While the Hawaii Supreme Court already has dinged the state for failing to provide sufficient funding to operate the Department of Hawaiian Home Lands, the debate now turns to what constitutes sufficient funding.
Is it $25 million, for instance, over the current two-year budget cycle, as DHHL argues?
Or is it an amount far lower than that, as the state administration maintains?
Arguments on what constitutes adequate funding highlighted a court hearing Wednesday on a motion brought by Native Hawaiians who have sued the state over the funding question.
They also have sued DHHL, saying it has failed to aggressively seek sufficient amounts, as mandated by the Hawaii Constitution, from the state administration over the years.
The gap between what the agency has requested and what the Legislature appropriated has been huge for at least the past couple of decades, with lawmakers approving far less than what was sought.

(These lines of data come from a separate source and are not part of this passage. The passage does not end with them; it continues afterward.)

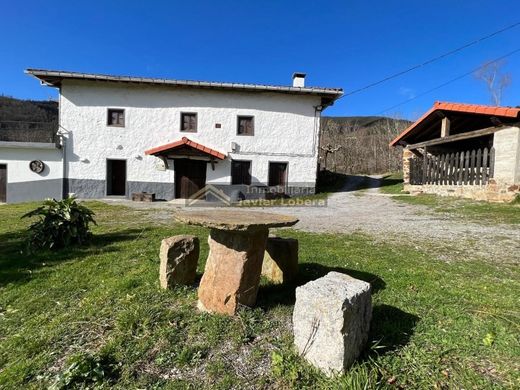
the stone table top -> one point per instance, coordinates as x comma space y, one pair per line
239, 220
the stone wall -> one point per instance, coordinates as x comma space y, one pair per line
492, 192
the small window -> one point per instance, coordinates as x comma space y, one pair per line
241, 172
189, 122
277, 174
246, 125
116, 117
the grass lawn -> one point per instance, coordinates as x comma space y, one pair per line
97, 313
483, 212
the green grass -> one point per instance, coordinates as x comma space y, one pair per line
97, 312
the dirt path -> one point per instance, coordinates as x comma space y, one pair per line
370, 212
449, 238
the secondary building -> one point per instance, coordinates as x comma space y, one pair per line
122, 135
465, 150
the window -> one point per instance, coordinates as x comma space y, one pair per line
246, 125
277, 174
116, 117
189, 122
241, 172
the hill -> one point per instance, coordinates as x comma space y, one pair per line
359, 144
28, 120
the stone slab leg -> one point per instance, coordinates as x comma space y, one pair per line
233, 268
179, 258
280, 260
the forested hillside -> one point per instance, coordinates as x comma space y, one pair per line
28, 120
360, 144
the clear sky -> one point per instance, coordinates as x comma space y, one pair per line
345, 44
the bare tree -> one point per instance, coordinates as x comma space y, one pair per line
495, 79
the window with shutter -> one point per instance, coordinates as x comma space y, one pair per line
241, 172
116, 117
245, 125
189, 122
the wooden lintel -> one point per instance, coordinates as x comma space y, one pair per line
462, 136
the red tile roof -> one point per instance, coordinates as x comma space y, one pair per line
187, 142
507, 112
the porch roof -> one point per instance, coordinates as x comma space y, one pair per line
464, 118
183, 145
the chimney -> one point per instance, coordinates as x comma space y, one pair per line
299, 79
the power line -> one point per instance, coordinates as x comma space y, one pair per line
447, 82
434, 59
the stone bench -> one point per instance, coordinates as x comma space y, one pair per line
179, 259
280, 264
331, 320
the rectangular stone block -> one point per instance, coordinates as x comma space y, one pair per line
331, 320
179, 258
280, 263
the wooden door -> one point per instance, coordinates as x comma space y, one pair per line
3, 183
190, 177
116, 177
277, 174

In the current budget cycle, for instance, the Legislature appropriated only $9.6 million to cover DHHL operating costs, rather than the $25 million sought by the department.
If DHHL and the Hawaiian Homes Commission had been performing their duty to protect the assets of the trust established for the agency’s beneficiaries, they would have sued the state long ago because of the shortfalls, Native Hawaiian Legal Corp. attorney David Kimo Frankel, who represents the plaintiffs, told Circuit Judge Jeannette Castagnetti.

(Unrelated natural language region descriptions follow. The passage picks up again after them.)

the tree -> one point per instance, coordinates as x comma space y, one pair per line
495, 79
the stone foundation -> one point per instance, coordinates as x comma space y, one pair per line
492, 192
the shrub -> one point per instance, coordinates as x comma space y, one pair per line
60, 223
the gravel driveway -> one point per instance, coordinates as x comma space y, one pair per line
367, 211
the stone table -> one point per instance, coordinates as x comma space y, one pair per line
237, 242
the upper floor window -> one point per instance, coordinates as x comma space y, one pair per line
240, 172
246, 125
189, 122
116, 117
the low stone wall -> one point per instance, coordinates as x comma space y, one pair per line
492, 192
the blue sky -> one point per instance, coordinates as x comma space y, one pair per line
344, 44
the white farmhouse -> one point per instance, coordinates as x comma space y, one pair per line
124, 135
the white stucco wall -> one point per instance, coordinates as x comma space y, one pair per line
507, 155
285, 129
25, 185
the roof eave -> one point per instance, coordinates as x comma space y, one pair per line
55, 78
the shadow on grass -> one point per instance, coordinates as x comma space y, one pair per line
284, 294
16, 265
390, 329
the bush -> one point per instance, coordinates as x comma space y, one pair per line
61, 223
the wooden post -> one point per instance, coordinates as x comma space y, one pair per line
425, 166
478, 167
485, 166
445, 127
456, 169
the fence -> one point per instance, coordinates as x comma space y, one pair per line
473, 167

Instead, the department has been using trust money to make up the difference, he added.
"They’re supposed to be guard dogs of trust assets," Frankel told the court. "But they’re acting like lapdogs of the state. They’ve been ripped off by the state for years but have failed to do anything about it."
The hearing focused on the plaintiffs’ request that Castagnetti issue a summary judgment saying the state violated its constitutional duty because of the funding shortfall and that the Hawaiian Homes Commission breached its trust duties by not doing everything in its power, including filing a lawsuit, to seek adequate funds.
The state Attorney General’s Office opposed the request, and the judge told the parties she would rule later.
The lawsuit by six Native Hawaiians from Hawaii island was filed in 2007 and alleged that the state failed to meet its constitutional obligation to provide enough money for DHHL to carry out its mission of getting beneficiaries onto homestead lots in a timely fashion.
After a lower court determined that the issues raised by the plaintiffs were political questions that must be decided by the Legislature, they appealed, and the Intermediate Court of Appeals ruled in their favor. The state then appealed that ruling to the Hawaii Supreme Court, which in 2012 issued what is known as the Nelson decision (for the lead plaintiff, Richard Nelson III).
That decision limited the litigation to the adequacy of the administrative funding, saying other issues, such as whether enough money has been appropriated to develop homestead lots, are political questions that must be decided by lawmakers.
Girard Lau, a deputy attorney general representing the state, told Castagnetti that the Nelson decision linked the administrative funding question to a 1978 baseline of $1.3 million to $1.6 million annually and that subsequent amounts would be adjusted for inflation.
That baseline was established when delegates at a constitutional convention met to frame a proposed amendment on funding DHHL operations, according to Lau.
"The framers were very concerned about how much this was going to cost," he said.
The amendment was approved by voters.
Using the original baseline, the amount today would be about $5 million to $6 million, Lau said.
But Melvyn Miyagi, a private attorney hired by DHHL to represent the agency in this case, disputed the state’s position, saying that nowhere in the Nelson decision does it say what Lau argued.
Even the $9.6 million appropriated by the Legislature was insufficient, Miyagi added, citing the dramatic growth in the department’s workload, including the number of beneficiaries waiting for homesteads.
"We need more money, pure and simple," he said.
Miyagi also disagreed with the state’s position that repair and maintenance costs should be excluded from what constitutes operating expenses.
"That’s just nonsense to me," he told the court.
In addition, Miyagi argued that there was no evidence to show DHHL was negligent in failing to file a lawsuit against the state over the funding question.
While the plaintiffs didn’t specify what would be an adequate amount to cover DHHL’s operating costs, they noted that using trust assets to pay for those expenses violates the state Constitution, which requires the Legislature to appropriate sufficient funding.
Diverting trust money to pay for administrative costs only worsens the problem of getting beneficiaries onto homestead lots on a timely basis, according to the plaintiffs.
Frankel criticized the state for using "hocus-pocus" accounting to argue that money appropriated by the Legislature and money coming from DHHL trust or special funds met the constitutional requirement.
But Lau noted that none of the money came from the leasing of trust lands. He agreed that lease revenue cannot be used for operating costs.
If the court were to grant what the plaintiffs are seeking, Lau added, that would violate what the framers of the constitutional amendment intended and would "wreak havoc on our state budget."
The judge did not indicate when she would make her decision.
CORRECTION: The first name of Girard Lau, a deputy attorney general and the state’s solicitor general, was misspelled in a front-page story Thursday about a funding dispute involving the Department of Hawaiian Home Lands.